Lukoil first discussed the project with the Asian Development Bank (ADB) in May 2007. Lukoil invited ADB to lead the transaction and mobilize the cofinancing and political risk insurance, as no commercial bank has ever lent money to any major gas project in Uzbekistan. The proposed project is thus seen as trailblazing, with much wider ramifications for energy and infrastructure development and financing in Uzbekistan.
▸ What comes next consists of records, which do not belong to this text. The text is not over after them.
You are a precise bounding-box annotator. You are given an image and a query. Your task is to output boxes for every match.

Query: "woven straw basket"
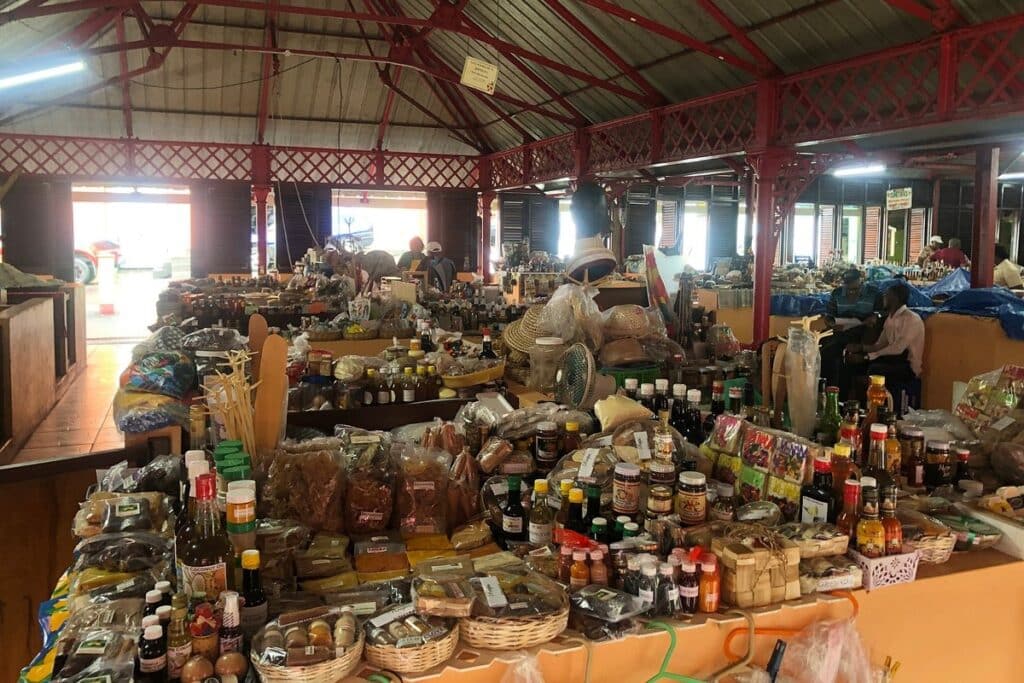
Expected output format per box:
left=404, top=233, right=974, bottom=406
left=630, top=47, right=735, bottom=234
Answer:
left=459, top=607, right=569, bottom=650
left=249, top=628, right=365, bottom=683
left=366, top=624, right=459, bottom=674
To facilitate the participation of ADB and commercial banks, the government committed to allowing the sponsor to publicly disclose payments made by it under the PSA to the government for the life of the ADB loan.

The loan, which has already been approved by Uzbek authorities, will be used to finance development of the Kandym fields and to increase production in the Khauzak-Shady area, a Lukoil statement said. “Such financing is the first large-scale loan to a private company operating in the fuel and energy industry of Uzbekistan,” the statement said.

The banking consortium, which will provide the financing, includes the Asian Development Bank, the Islamic Development Bank, Credit Agricole, BNP Paribas and the Korean Development Bank.

The company estimates the project’s recoverable reserves at 330 billion m³ of gas and is working with an expected production rate of 11 billion m³/year of gas.

In January Lukoil Vice President Leonid Fedun said that the company is aiming for peak gas production at Kandym-Khauzak-Shady of around 47 million barrels of oil equivalent/year in 2018. This would account for over half of the company’s projected gas production in Uzbekistan in 2018, of 80 million boe/year.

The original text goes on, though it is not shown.